The local currency of our operation in Canada is considered to be the functional currency. Assets and liabilities of the Canada subsidiary are translated into U.S. dollars using the exchange rates in effect at the balance sheet date. Results of operations are translated using the average exchange rate prevailing throughout the period. The effects of unrealized exchange rate fluctuations on translating foreign currency assets and liabilities into U.S. dollars are accumulated as the cumulative translation adjustment included in accumulated other comprehensive income (loss) in members' equity.
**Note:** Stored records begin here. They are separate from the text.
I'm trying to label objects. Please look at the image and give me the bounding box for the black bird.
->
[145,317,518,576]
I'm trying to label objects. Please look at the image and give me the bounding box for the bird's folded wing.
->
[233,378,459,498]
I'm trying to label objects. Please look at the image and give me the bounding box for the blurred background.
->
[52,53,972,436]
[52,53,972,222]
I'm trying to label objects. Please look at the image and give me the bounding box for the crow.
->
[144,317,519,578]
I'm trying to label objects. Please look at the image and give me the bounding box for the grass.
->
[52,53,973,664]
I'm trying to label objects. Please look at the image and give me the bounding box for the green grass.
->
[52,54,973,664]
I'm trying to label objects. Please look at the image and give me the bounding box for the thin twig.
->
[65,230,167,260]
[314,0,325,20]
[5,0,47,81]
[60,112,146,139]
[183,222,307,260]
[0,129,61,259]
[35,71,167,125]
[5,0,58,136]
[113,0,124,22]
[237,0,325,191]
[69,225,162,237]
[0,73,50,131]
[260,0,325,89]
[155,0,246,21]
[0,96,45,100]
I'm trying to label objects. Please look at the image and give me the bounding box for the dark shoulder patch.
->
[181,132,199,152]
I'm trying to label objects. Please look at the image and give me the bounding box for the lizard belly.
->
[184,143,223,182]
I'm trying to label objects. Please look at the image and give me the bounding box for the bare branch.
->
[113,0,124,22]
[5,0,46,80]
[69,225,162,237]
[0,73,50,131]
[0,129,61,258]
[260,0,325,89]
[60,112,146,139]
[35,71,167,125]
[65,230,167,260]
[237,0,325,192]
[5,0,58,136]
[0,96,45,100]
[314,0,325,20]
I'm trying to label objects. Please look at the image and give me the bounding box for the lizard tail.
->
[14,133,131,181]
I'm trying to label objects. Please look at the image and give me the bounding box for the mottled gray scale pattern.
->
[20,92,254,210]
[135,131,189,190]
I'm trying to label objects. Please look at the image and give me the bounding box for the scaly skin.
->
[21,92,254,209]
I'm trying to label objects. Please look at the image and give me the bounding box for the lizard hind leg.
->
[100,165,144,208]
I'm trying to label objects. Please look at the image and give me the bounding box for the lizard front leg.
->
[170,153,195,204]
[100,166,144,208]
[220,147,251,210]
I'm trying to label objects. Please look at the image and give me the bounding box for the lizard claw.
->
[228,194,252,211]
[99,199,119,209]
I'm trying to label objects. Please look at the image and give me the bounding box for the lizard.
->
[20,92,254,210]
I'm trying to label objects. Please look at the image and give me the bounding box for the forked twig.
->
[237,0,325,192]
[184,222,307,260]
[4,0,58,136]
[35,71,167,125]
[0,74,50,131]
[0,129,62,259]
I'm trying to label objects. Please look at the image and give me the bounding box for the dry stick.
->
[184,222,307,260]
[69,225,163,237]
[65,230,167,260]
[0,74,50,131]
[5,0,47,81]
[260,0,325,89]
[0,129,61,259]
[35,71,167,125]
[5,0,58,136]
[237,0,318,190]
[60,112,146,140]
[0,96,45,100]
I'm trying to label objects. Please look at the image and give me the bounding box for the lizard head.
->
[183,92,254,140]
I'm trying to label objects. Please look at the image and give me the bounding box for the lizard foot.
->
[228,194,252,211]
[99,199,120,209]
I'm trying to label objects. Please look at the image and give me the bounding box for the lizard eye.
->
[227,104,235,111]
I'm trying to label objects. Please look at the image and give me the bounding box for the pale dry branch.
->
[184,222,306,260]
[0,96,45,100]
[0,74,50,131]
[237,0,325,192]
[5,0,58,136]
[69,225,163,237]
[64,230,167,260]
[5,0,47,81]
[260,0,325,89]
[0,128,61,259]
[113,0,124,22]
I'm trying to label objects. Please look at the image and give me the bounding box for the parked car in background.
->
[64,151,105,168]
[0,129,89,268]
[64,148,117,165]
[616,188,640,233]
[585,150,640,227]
Realized gains and losses on foreign currency transactions are included in the statement of operations.
 
Recent Accounting Pronouncements
 
In December 2010, the Financial Accounting Standards Board (“FASB”) issued Accounting Standards Update (“ASU”) No. 2010-28 - When to Perform Step 2 of the Goodwill Impairment Test for Reporting Units with Zero or Negative Carrying Amounts. This update provides amendments to ASC Topic 350 - Intangibles, Goodwill and Other that requires an entity to perform Step 2 impairment test even if a reporting unit has zero or negative carrying amount. The first step is to identify potential impairments by comparing the estimated fair value of a reporting unit to its carrying value, including goodwill. If the carrying value of a reporting unit exceeds the estimated fair value, a second step is performed to measure the amount of impairment, if any. The second step is to determine the implied fair value of the reporting unit's goodwill, measured in the same manner as goodwill is recognized in a business combination, and compare that amount with the carrying amount of the goodwill. If the carrying value of the reporting unit goodwill exceeds the implied fair value of that goodwill, an impairment loss is recognized in an amount equal to that excess. ASU No. 2010-28 is effective beginning January 1, 2011. As a result of this standard, goodwill impairments may be reported sooner than under current practice. We do not expect ASU No. 2010-28 to have a material impact on our consolidated financial statements.
 
In December 2010, the FASB issued ASU 2010-29, which contains updated accounting guidance to clarify the acquisition date that should be used for reporting pro forma financial information when comparative financial statements are issued. This update requires that a company should disclose revenue and earnings of the combined entity as though the business combination(s) that occurred during the current year had occurred as of the beginning of the comparable prior annual reporting period only. This update also requires disclosure of the nature and amount of material, nonrecurring pro forma adjustments. The provisions of this update, which are to be applied prospectively, are effective for business combinations for which the acquisition date is on or after the beginning of the first annual reporting period beginning on or after December 15, 2010, with early adoption permitted. The impact of this update on the Company's consolidated financial statements will depend on the size and nature of future business combinations.